Writing down the tier structure forces you to answer the question: what would it mean if this constraint were wrong, and how bad would that be? If the answer is catastrophic, the constraint belongs in Tier 1. If the answer is recoverable, it belongs in Tier 2 with explicit change control.
Immutable Audit Trail
An audit trail that can be modified after the fact is not an audit trail. It is a log.
CCS uses a hash-chained receipt system. Every decision produces a receipt: the proposal, the governance evaluation, the decision, and the actual execution outcome. Each receipt includes the cryptographic hash of the previous receipt. Modifying any historical receipt breaks every subsequent hash. The tampering is detectable without a trusted third party.

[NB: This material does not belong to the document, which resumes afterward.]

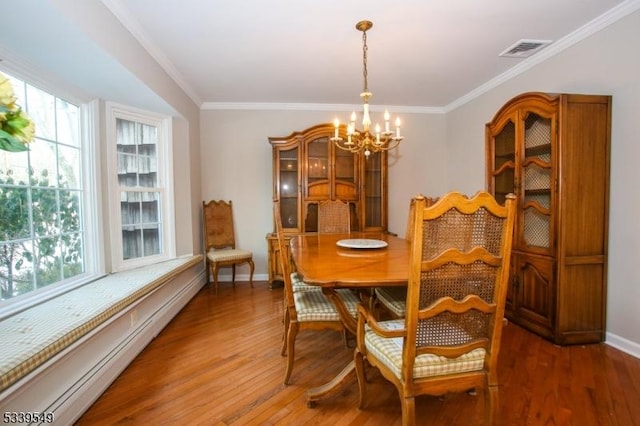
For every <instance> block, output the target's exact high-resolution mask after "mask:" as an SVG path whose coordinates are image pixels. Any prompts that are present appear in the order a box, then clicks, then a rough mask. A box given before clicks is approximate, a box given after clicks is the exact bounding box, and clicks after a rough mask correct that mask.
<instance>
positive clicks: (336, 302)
mask: <svg viewBox="0 0 640 426" xmlns="http://www.w3.org/2000/svg"><path fill="white" fill-rule="evenodd" d="M290 244H291V247H290V248H291V258H292V259H293V262H294V264H295V267H296V270H297V272H298V274H299V275H300V276H301V277H302V279H303V280H304V281H305V282H306V283H307V284H311V285H317V286H320V287H322V291H323V293H324V294H325V295H326V296H327V297H328V298H329V299H330V300H331V301H332V302H333V303H334V305H335V306H336V309H337V310H338V313H339V314H340V318H341V319H342V321H343V323H344V325H345V327H346V329H347V330H349V331H350V332H352V333H353V334H354V335H355V333H356V324H357V321H356V320H355V319H354V318H353V317H352V316H351V315H350V314H349V312H348V310H347V309H346V307H345V306H344V304H343V303H342V301H341V299H340V298H339V297H338V296H337V294H336V293H335V289H339V288H351V289H355V290H360V293H361V295H363V298H364V297H366V295H367V294H370V293H371V291H370V290H371V289H372V288H374V287H383V286H403V285H406V284H407V281H408V279H409V251H410V243H409V241H407V240H405V239H402V238H399V237H397V236H395V235H393V234H388V233H354V232H352V233H349V234H301V235H296V236H292V237H291V242H290ZM344 246H347V247H344ZM382 246H384V247H382ZM363 301H365V300H364V299H363ZM365 302H366V301H365ZM354 376H355V364H354V362H353V360H352V361H351V362H350V363H349V364H348V365H347V366H345V367H344V368H343V369H342V371H341V372H340V373H339V374H338V375H337V376H336V377H335V378H333V379H332V380H331V381H330V382H329V383H327V384H324V385H322V386H319V387H316V388H313V389H309V390H308V391H307V405H309V406H310V407H313V406H314V405H315V402H316V401H318V400H319V399H321V398H322V397H324V396H325V395H327V394H329V393H332V392H333V391H334V390H336V389H338V388H340V387H341V386H342V385H343V384H345V383H346V382H348V381H349V380H351V379H352V378H353V377H354Z"/></svg>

The receipt chain is not primarily for post-incident forensics. It is for continuous proof that the system is behaving as designed. If the system is running correctly, the chain is intact. If the chain is broken, something happened that the governance layer did not authorize.

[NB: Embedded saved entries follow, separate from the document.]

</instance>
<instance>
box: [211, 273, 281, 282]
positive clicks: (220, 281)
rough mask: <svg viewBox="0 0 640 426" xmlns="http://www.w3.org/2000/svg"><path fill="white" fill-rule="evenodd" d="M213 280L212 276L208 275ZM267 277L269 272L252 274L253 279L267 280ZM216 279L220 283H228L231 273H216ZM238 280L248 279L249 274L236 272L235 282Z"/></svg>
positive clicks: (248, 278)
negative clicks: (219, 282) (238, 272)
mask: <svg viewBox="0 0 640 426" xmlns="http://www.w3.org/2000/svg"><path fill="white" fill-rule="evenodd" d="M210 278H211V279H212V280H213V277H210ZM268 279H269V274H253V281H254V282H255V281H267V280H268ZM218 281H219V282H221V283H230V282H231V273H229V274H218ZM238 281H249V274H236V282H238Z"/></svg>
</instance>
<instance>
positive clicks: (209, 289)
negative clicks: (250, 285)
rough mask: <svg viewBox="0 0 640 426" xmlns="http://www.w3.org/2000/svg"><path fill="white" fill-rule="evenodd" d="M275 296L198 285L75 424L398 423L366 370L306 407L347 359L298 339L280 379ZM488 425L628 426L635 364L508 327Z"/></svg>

This turns the audit trail from a passive record into an active assertion. The system's integrity is provable at any point, not just reconstructable after an incident.
The Quarantine Principle
A governing system needs a response to uncertainty that is not just approval or denial. It needs quarantine.
When a signal engine starts behaving in ways that are statistically unexpected, given its calibration, the system does not need to prove the engine is wrong before restricting it. The burden of proof for continued deployment is on the engine, not on the governance layer.
In CCS, engines that show unexpected firing patterns, unexpected return distributions, or unexpected resource consumption are quarantined: removed from active trading while their behavior is analyzed. Quarantine requires a decision log entry to reverse. The epoch counter that tracks clean validation samples resets when an engine is quarantined or when a significant architectural change is deployed.
This is not punitive. It is the engineering equivalent of a circuit breaker. When uncertainty about a component's behavior exceeds the acceptable threshold, you isolate it from the load until you understand what is happening.
Why This Matters for AGI
Every principle above scales directly to AGI systems.
Hardware boundaries: the AGI runs in a sandbox enforced by the operating system kernel. Memory, CPU, network, and file access are all limited by controls external to the AGI's process. The AGI cannot escape the sandbox through cleverness, because the sandbox is not implemented in a layer the AGI can modify.
Explicit constraints: the AGI is given a goal, a constraint specification, and an explicit statement of its authority boundary. It can propose. It cannot execute. The governance layer decides. If the AGI produces proposals that violate the constraint specification, those proposals are denied and logged. If violations persist, the system quarantines the AGI's proposal stream.
Audit trail: every proposal, every governance decision, every execution outcome is logged to a hash-chained receipt system with the same structure as the trading system. The AGI's behavior is provable over time, not just observable.
The argument for this architecture is not that AGI systems will necessarily be adversarial. It is that you cannot know in advance under what conditions a complex learned system will produce unexpected behavior. The fail-closed architecture is the correct response to that uncertainty. It does not assume the worst. It does not require proving the system is safe before deploying it. It requires only that unsafe behavior be structurally prevented rather than hoped against.
That is a lower bar to clear, and a higher level of actual confidence.